Slovakia (officially the Slovak Republic) shares its borders with five other European nations: Austria, Czech Republic, Hungary, Poland and Ukraine. And with Zuzana Čaputová having recently won the presidential elections – becoming the first female Slovak president – there is optimistic hope in the air that the country’s populist and nationalist politics are now well behind them and that Slovakia’s political future is bright. Slovakia is a country with breathtaking mountains and hospitable locals. Come here now before the crowds do.

To begin to understand this relatively new nation, we need to take a look back in history to see how Slovakia got to where it is today.

 Present-day Slovakia was originally settled in the 6th century by the Slavic Slovaks, who populated mainly the lowland regions of the country where the farming was more conducive to better harvests and where the climate wasn’t so dramatic as it is in the Tatra mountains in the north of the country. After a brief period of time being politically connected with the Moravian Empire, the Magyars – today known as the Hungarians – took over and regained tight control all the way up to the time of the defeat of the Austro-Hungarian Empire. 

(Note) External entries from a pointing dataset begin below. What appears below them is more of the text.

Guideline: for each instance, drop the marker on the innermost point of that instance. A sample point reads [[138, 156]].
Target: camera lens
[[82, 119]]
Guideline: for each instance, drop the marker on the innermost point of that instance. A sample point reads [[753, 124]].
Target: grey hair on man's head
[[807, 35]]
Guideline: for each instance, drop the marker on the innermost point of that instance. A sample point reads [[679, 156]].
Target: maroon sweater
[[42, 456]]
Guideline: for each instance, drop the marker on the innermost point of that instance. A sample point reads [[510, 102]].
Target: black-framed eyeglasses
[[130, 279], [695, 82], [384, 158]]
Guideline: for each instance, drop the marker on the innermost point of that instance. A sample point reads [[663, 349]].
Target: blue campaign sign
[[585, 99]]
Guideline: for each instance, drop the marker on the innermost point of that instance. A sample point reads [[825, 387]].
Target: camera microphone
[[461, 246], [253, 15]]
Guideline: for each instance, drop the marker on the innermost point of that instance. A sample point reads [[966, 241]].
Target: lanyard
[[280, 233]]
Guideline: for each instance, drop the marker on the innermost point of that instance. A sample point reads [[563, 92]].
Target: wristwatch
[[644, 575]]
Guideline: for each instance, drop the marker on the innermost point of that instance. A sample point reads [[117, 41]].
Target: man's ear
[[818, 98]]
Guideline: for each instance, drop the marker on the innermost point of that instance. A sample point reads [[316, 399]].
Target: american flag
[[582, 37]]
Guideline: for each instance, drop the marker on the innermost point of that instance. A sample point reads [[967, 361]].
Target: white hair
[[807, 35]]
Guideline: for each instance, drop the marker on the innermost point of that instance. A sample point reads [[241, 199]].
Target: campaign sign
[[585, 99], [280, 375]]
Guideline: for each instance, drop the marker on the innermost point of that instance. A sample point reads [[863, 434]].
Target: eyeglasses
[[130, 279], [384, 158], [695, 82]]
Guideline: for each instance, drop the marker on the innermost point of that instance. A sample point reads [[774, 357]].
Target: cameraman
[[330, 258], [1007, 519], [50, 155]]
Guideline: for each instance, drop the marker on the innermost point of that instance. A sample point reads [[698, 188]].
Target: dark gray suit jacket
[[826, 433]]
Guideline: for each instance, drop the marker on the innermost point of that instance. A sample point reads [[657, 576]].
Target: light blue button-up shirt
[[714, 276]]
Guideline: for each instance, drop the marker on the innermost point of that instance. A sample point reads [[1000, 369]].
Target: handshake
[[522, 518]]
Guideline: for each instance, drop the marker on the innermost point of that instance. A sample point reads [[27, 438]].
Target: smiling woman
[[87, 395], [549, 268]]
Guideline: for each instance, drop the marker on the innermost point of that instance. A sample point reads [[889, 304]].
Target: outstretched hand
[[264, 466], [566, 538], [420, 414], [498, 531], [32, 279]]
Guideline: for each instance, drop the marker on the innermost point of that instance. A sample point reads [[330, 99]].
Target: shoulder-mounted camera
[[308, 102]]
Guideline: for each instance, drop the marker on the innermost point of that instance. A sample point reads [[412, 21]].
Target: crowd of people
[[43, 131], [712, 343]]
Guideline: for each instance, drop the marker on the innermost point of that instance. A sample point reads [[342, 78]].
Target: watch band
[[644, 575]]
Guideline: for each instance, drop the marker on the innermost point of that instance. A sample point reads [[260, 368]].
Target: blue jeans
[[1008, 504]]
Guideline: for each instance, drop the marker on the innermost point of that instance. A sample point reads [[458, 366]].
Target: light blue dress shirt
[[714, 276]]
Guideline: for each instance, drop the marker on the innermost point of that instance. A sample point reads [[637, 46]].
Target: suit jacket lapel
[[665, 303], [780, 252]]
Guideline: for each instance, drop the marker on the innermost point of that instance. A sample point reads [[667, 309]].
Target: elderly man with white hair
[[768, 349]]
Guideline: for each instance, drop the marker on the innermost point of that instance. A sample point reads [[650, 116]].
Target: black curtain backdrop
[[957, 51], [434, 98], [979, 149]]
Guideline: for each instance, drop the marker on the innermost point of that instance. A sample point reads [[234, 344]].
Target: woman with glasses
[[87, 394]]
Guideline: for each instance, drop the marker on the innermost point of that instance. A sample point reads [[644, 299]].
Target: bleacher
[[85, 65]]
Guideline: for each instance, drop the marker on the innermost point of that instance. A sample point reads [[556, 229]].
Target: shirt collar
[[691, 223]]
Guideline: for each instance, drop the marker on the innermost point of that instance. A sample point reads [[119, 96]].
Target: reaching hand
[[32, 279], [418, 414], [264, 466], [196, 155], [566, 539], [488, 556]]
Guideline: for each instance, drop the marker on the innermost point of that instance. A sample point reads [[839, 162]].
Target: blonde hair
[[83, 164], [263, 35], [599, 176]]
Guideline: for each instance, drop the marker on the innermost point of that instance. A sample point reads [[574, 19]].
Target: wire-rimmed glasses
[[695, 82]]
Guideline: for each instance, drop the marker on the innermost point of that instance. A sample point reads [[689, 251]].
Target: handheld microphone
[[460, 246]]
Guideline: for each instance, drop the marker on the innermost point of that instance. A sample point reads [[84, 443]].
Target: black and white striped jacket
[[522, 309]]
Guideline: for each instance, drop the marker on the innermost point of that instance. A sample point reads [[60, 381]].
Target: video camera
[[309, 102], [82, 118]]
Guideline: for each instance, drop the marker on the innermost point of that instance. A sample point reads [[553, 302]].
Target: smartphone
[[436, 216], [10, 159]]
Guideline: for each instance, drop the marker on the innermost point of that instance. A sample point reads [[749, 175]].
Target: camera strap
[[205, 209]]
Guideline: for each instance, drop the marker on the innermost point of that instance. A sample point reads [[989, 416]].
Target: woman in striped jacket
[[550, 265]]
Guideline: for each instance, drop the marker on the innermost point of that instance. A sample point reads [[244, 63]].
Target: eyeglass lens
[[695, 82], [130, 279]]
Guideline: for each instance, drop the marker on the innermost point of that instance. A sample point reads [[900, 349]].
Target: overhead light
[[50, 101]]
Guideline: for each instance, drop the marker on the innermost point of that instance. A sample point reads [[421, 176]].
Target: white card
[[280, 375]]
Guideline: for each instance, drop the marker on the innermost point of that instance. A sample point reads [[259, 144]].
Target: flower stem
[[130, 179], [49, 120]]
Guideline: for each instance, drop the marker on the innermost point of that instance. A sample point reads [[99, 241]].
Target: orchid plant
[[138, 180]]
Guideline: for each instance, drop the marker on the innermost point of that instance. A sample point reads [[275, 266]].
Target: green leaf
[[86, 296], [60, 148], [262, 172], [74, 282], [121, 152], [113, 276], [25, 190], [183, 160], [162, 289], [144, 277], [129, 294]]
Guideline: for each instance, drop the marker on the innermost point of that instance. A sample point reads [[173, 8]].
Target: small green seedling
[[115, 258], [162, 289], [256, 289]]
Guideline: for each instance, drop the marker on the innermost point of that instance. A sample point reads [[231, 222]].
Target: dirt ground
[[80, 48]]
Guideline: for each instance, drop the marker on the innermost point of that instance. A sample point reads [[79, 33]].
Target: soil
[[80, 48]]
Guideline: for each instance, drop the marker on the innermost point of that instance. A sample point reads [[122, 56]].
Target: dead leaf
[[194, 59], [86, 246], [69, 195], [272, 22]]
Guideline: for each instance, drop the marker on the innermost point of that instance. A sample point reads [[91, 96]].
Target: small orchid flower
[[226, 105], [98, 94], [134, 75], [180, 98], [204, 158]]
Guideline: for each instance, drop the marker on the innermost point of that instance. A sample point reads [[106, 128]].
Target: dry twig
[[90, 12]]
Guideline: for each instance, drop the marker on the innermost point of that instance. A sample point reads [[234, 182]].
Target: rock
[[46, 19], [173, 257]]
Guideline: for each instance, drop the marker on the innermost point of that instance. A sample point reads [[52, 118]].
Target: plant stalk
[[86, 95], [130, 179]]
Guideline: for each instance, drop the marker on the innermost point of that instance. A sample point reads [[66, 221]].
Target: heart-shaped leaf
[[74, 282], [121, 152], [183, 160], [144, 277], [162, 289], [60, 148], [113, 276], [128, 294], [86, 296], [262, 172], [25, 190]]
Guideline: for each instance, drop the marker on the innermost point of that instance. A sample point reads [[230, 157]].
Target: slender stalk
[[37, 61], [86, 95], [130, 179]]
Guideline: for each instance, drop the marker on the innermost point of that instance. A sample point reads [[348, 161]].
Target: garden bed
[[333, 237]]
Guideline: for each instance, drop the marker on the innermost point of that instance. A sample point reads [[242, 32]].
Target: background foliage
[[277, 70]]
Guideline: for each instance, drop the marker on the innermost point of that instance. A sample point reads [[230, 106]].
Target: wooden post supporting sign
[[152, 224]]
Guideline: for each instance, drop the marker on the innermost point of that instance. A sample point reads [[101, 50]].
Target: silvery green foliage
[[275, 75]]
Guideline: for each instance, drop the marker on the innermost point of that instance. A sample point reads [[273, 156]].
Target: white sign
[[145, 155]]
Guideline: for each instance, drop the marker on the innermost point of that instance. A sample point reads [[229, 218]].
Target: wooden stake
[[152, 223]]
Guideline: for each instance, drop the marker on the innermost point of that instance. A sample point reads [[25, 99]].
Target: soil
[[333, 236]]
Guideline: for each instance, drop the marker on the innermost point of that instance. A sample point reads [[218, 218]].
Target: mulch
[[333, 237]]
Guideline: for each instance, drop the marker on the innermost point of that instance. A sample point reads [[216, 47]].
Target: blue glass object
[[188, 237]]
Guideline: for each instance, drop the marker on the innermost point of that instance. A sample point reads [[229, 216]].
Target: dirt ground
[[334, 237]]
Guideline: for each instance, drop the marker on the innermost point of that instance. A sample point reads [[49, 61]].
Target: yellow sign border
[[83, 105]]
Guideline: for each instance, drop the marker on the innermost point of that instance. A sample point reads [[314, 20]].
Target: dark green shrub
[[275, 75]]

It should also be noted here that under the Austro-Hungarian Empire, the Slovaks were considered as being lowly farmers and were not able to enjoy the same full rights which Hungarian citizens enjoyed. So essentially, Hungary had aggressively annexed the Slovak lands. After the collapse of the Austro-Hungarian Empire in 1918 – following the end of World War 1 – Slovakia formed a union with the Czech lands and the nation of Czechoslovakia was formed. After the end of World War 2, when Czechoslovakia was largely liberated by the Soviet army, Slovakia was once again joined at the hip to a centralized, Czech-dominated government. 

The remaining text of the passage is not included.